Sessions Announces ‘New Era’ in Treatment of Undocumented Immigrants

The United States will go after undocumented immigrants for identify theft and document fraud and will prosecute immigrants with felonies if they re-enter the country illegally.

U.S. Attorney General Jeff Sessions unveiled tough new federal rules to clamp down on undocumented immigrants and deter others from entering the United States, setting the stage for a surge in immigration prosecutions.

During a visit with U.S. border officials in Nogales, Arizona, on Tuesday, Sessions sought to cast the guidelines as a needed antidote after years of lax enforcement of the U.S. immigration laws. He argued the new priorities would help to combat smuggler organizations and drug cartels that he blamed for spreading violence in the United States.

“For those that continue to seek improper and illegal entry into this country, be forewarned,” he said. “This is a new era. This is the Trump era.”

In a memo outlining the changes, Sessions instructed federal prosecutors to pursue felony charges against people who unlawfully re-enter the country, instead of charging them with misdemeanors. Prosecutors will also be required to consider harsher charges against people transporting or harboring immigrants, assaulting enforcement agents, and entering into fraudulent marriages to gain the right to U.S. residency.

In addition, Sessions directed prosecutors to charge undocumented immigrants with document fraud and aggravated identity theft, wherever possible. Identity theft carries a two-year minimum mandatory sentence, after which an undocumented person would be deported.

He also reiterated that all adults who are apprehended at the border will be detained, in compliance with Trump’s executive order on border enforcement — though it is not clear that there are enough beds in detention facilities available to accommodate them yet. Trump’s blueprint budget, released in March, asks for $1 billion to be directed to detention and deportation and $2 billion to build a wall along the U.S.-Mexican border, but it is unlikely members of Congress will allocate those amounts in the final budget.

To help tackle the immigration backlog in the court system — people often wait years to have their immigration cases heard — the Department of Justice plans to add 125 new immigration judges over the next two years. The nonprofit Human Rights First estimates 224 new immigration judges are needed just to clear the current two-and-a-half-year backlog in immigration courts.

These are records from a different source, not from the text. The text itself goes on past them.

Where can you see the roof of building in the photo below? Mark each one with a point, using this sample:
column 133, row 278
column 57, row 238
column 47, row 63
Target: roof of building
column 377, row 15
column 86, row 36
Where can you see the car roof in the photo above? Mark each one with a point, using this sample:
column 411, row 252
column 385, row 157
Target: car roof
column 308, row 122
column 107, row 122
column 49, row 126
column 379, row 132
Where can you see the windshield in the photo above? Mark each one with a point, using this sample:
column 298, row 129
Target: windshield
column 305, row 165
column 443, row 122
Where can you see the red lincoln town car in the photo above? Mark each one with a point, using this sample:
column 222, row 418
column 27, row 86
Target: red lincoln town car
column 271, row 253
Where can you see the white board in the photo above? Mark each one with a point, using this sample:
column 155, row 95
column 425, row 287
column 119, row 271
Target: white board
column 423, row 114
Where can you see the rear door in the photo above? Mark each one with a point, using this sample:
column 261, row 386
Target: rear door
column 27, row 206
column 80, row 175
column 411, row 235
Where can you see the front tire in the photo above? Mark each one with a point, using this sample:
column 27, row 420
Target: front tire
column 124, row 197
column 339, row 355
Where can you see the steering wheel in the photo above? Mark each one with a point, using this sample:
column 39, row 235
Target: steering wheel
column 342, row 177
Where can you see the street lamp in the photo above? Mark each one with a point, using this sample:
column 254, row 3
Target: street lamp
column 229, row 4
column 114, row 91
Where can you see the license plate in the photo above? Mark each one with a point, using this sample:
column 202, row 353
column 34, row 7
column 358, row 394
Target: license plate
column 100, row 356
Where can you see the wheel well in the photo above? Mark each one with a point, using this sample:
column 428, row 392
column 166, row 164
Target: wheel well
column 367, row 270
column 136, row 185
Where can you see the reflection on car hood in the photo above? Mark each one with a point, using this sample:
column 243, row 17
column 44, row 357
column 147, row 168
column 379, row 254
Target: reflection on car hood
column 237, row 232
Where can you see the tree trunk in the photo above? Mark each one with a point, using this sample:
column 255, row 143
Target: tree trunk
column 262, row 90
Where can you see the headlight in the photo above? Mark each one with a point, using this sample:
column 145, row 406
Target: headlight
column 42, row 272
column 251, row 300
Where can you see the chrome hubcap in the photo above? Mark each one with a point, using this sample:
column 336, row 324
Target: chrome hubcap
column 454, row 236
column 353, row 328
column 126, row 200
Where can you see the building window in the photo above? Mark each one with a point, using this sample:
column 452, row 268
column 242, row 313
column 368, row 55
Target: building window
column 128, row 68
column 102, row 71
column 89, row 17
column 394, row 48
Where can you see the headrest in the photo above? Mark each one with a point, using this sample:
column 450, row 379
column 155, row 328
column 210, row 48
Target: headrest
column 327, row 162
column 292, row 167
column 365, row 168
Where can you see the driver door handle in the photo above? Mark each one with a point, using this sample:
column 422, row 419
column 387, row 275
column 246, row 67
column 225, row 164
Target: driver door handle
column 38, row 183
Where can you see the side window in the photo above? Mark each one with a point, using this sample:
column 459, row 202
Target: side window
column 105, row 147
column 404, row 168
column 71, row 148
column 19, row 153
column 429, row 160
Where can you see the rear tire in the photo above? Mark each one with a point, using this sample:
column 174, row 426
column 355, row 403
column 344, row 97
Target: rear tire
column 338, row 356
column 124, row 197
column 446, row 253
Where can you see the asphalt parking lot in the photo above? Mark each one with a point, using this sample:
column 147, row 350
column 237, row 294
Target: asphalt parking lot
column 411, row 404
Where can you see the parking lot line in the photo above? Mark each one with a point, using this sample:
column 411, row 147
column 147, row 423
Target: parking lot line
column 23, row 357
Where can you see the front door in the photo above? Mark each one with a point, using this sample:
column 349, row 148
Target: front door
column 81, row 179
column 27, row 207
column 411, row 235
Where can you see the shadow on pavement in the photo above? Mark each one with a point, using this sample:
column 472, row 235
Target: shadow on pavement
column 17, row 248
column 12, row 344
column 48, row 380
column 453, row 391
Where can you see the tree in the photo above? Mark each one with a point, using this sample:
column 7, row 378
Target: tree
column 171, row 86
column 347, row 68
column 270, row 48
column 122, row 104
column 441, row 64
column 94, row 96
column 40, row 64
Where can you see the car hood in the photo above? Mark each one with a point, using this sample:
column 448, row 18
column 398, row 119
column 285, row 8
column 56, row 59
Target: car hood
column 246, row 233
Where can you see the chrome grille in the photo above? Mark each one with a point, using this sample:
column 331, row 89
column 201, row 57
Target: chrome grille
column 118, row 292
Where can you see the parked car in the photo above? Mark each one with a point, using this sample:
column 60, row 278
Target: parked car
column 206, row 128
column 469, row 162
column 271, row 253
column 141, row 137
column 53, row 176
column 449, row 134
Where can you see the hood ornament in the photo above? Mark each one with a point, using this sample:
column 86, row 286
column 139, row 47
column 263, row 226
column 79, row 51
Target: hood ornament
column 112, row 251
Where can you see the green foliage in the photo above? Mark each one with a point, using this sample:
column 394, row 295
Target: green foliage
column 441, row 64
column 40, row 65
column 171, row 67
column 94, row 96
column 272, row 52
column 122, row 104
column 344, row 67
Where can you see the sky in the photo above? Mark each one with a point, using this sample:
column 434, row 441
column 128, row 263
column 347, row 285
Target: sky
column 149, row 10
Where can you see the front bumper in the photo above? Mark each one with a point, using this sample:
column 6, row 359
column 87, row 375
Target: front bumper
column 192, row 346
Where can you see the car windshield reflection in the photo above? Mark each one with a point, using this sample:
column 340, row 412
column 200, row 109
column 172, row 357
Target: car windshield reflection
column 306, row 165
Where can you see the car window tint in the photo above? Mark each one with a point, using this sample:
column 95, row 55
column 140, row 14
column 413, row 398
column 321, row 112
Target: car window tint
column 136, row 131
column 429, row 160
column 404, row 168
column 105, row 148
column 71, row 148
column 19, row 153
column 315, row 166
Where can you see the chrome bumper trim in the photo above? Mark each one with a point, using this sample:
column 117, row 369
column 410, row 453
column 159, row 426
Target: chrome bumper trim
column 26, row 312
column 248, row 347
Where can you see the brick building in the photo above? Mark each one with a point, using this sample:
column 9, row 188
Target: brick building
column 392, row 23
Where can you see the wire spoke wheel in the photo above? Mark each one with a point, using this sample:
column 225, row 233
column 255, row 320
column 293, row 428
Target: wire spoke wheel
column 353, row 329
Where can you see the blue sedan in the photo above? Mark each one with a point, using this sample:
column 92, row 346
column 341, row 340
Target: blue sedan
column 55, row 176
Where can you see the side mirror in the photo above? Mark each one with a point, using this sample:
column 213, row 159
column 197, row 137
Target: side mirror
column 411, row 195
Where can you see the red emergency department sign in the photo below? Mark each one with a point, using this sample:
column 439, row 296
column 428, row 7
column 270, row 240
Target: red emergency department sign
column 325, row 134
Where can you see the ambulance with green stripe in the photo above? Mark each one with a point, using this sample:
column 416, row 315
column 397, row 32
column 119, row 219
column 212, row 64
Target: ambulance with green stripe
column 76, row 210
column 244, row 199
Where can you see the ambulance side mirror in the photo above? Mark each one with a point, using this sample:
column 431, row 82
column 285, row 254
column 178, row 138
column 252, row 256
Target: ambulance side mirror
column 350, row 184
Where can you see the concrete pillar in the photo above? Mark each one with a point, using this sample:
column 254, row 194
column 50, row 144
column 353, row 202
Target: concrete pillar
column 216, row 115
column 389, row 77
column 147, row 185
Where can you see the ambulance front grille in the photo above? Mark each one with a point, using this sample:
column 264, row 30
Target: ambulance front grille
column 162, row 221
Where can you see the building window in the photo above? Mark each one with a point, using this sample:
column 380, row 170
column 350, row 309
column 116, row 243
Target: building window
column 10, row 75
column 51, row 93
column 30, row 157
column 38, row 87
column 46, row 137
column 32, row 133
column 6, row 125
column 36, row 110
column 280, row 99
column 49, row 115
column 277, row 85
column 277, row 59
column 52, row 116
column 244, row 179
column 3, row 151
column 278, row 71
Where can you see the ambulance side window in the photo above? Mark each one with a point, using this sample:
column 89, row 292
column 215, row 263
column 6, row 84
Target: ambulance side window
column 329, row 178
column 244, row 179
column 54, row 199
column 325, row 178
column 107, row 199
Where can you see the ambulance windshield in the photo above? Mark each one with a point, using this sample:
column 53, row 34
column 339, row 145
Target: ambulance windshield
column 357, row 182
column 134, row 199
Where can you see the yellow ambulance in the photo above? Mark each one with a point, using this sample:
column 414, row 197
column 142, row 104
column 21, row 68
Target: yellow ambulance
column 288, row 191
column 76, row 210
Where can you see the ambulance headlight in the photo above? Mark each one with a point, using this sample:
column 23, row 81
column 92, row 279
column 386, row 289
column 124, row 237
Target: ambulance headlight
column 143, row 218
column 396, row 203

Sessions pointed to a sharp drop in illegal crossings — a 40 percent dip from January to February this year, and a 72 percent drop in March 2017 from the year before — as evidence that Trump’s deterrence strategy is already working.

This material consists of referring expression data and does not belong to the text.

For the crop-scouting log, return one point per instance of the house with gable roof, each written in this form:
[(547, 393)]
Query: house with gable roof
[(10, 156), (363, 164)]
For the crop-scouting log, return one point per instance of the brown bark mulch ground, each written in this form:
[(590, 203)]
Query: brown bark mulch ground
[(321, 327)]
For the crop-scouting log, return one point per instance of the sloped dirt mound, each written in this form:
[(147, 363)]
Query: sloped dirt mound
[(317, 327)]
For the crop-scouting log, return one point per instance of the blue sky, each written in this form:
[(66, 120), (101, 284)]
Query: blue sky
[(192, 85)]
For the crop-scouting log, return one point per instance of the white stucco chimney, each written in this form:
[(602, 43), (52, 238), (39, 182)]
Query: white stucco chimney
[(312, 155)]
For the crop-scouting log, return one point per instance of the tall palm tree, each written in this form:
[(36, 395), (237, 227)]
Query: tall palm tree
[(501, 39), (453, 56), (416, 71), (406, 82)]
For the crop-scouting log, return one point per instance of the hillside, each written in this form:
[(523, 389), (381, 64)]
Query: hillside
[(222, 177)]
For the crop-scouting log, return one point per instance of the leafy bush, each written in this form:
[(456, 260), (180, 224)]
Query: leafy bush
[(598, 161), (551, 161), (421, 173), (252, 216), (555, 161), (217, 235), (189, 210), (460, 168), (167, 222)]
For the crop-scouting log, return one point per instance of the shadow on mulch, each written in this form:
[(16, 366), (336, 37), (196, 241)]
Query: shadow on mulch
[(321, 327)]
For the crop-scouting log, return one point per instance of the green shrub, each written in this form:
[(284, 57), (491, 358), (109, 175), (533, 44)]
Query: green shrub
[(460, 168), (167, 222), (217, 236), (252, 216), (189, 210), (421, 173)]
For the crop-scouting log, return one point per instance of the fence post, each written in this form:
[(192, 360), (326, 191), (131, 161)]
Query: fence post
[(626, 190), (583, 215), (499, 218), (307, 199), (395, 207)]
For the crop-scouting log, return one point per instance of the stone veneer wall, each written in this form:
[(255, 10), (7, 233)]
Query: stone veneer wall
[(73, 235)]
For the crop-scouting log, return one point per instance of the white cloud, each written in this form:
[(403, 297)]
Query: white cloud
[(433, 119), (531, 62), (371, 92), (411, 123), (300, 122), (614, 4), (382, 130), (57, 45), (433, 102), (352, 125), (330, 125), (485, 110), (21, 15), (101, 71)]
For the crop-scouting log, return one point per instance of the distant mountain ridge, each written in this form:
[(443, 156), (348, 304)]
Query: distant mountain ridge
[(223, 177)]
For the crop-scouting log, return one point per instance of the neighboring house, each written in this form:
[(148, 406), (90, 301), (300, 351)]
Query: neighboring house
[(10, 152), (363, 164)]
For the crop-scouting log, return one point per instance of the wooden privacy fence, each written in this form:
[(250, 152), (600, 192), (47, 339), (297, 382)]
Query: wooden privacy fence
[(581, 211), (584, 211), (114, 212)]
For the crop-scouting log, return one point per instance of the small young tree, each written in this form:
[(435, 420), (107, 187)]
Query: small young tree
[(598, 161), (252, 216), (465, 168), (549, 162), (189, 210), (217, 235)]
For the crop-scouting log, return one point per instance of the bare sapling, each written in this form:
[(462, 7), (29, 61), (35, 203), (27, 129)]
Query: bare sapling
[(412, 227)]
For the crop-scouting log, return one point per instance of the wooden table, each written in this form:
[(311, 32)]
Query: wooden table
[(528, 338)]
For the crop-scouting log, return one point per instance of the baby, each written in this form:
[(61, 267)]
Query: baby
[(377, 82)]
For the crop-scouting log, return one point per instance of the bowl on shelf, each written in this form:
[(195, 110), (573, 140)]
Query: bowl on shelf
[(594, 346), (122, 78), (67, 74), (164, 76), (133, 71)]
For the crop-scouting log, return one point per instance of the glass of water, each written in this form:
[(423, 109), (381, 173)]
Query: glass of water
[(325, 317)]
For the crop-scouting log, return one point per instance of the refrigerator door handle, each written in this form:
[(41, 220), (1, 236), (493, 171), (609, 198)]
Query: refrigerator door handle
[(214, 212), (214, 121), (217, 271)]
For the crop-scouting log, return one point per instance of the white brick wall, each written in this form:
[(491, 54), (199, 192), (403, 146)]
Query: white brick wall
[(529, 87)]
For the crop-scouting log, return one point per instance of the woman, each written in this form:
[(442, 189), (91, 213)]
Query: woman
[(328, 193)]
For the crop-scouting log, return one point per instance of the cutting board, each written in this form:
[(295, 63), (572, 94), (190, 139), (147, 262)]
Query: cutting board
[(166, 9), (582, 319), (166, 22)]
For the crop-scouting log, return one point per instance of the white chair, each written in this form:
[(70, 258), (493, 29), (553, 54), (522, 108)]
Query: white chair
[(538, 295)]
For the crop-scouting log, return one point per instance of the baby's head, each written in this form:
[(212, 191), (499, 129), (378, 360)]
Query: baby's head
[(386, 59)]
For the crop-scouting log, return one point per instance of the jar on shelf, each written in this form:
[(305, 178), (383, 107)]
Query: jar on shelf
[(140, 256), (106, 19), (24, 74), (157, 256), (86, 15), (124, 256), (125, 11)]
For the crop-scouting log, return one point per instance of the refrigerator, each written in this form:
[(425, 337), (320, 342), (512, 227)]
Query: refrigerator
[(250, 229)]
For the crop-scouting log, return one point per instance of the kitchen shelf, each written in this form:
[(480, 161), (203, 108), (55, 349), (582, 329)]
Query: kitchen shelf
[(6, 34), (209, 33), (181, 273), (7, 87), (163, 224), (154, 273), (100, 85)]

But while Trump has often claimed to be dealing with “a full-fledged border crisis,” immigration advocates point out that border apprehensions and illegal crossings have been trending downward for years and criminal activity along the southwest border is the lowest in the country.

Immigration experts are also wary of the broad expansion of prosecutorial priorities and warned that directing resources to prosecuting the undocumented will mean other public safety issues may be neglected.

“The fact is that increases in prosecution for illegal border crossers is going to take away resources for more serious crimes, meaning, guns, narcotics, and violent crimes,” Greg Chen, director of advocacy for the American Immigration Lawyers Association, said.

It is also unclear how the attorney general’s new guidance will be implemented on the ground. “His priorities are broad enough to include even the use of a fake social security card, something that undocumented immigrants frequently need to use in order to get work,” said Stephen Legomsky, former senior counsel to the Secretary of Homeland Security and U.S. Citizenship and Immigration Services, said. “This would be a dramatic expansion of immigration-related criminal prosecutions.”